It seems you’ve got an axe to grind here — both to try and minimize democrat culpability for historical and present racism, and to somehow transfer it to the republicans. For example, you’ll cite KKK figures from Indiana in the 1920s, which of course represented a small fraction of the KKK at the time, and then assert that it was representative of a KKK defection away from democrats in the 1960s. The anachronism in your argument doesn’t help you.
What was left of KKK became republican after Democrat support for the civil rights act of 1964.
You mean the civil rights act that was pushed for by Republicans and fought against by Democrats? Although, as you can see below, it was primarily a regional difference — southern republicans hardly existed at that time, and northern democrats followed the lead of their republican counterparts.
The original House version:
- Southern Democrats: 7–87 (7–93%)
- Southern Republicans: 0–10 (0–100%)
- Northern Democrats: 145–9 (94–6%)
- Northern Republicans: 138–24 (85–15%)
The Senate version:
- Southern Democrats: 1–20 (5–95%) (only Ralph Yarborough of Texas voted in favor)
- Southern Republicans: 0–1 (0–100%) (John Tower of Texas)
- Northern Democrats: 45–1 (98–2%) (only Robert Byrd of West Virginia voted against)
- Northern Republicans: 27–5 (84–16%)
Seems funny that the KKK would “become republican” when the Republican party overwhelming voted for the Civil Rights act too, and had been pushing it for years against democrats :)
My point being that political parties can change until in some cases they become the opposite of what they once were
I’m not sure if that’s entirely true — they can certainly improve their PR, and find different ways to express themselves, and demonize their opponents with lies, but the core racism of the Democrat party lives on to this day in the maintenance of the “democrat plantation”, where blacks are kept poor and dependent on government, in high-violence conditions with broken families, while their votes are still “harvested”. Not to say that your average Democrat believes in racism in the same sense that they did in the 1960s, but even things like affirmative action are premised on the inferiority of certain races. Whitewashing the image of the democrat party hasn’t changed its disparate effect on blacks in America. Every major city with massive rates of black crime and poverty have been run by democrats for decades and decades.

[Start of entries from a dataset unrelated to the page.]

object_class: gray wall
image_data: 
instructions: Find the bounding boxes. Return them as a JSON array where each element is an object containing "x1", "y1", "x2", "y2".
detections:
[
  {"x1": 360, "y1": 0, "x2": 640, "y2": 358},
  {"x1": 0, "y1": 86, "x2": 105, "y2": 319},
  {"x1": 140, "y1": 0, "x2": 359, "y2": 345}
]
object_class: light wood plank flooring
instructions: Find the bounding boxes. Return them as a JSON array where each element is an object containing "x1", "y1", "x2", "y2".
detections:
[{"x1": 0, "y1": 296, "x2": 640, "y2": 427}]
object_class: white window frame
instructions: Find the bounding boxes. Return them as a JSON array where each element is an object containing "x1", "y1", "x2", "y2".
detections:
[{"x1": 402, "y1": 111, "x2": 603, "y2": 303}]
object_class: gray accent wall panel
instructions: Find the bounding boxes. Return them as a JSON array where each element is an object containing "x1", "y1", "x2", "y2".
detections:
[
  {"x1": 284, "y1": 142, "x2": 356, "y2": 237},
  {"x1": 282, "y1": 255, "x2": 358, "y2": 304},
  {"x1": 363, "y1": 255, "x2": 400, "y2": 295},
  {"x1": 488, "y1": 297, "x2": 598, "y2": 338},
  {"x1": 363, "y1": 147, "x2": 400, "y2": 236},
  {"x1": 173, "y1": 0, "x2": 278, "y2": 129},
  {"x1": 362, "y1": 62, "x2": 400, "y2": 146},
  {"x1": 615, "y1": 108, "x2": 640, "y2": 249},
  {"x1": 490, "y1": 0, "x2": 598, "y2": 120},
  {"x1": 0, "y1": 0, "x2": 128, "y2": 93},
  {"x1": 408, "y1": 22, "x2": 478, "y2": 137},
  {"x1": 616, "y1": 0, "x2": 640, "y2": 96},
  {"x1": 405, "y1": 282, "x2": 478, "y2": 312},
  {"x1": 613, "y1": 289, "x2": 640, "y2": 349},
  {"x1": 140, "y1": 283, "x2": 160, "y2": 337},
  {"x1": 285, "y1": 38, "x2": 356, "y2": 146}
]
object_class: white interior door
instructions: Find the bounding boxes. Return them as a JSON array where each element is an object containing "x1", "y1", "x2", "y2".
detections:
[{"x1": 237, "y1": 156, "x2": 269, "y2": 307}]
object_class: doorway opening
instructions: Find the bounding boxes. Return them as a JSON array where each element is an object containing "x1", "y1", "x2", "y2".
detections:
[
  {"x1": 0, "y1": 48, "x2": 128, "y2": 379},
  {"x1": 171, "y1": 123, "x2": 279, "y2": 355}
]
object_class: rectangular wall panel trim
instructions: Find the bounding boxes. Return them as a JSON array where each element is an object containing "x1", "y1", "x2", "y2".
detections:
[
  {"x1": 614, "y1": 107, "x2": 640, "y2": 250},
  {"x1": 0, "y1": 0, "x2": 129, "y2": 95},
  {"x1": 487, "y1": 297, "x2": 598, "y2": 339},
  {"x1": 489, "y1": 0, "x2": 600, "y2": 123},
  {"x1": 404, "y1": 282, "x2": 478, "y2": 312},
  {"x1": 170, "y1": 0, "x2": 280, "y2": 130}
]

On the opposite side of the fence, poor rural classes governed by Republicans have significantly lower crime rates, despite enduring poverty as deep, or deeper, than in the inner cities. One could guess that this difference comes from the lack of victim culture in poor rural areas, or the invidious thug culture in inner cities.
In any case, I think you’ve made my point for me — there are so few KKK members now, they’re no longer a significant force. In a population of 300 million, 5000 KKK members are a minority of a minority of a minority, and the attempt to tarnish the republican party with them would be like taking 5000 child rapists in the US who voted democrat and blaming the democrats for them. Neither group is representative of the party they might vote for, by any stretch of the imagination.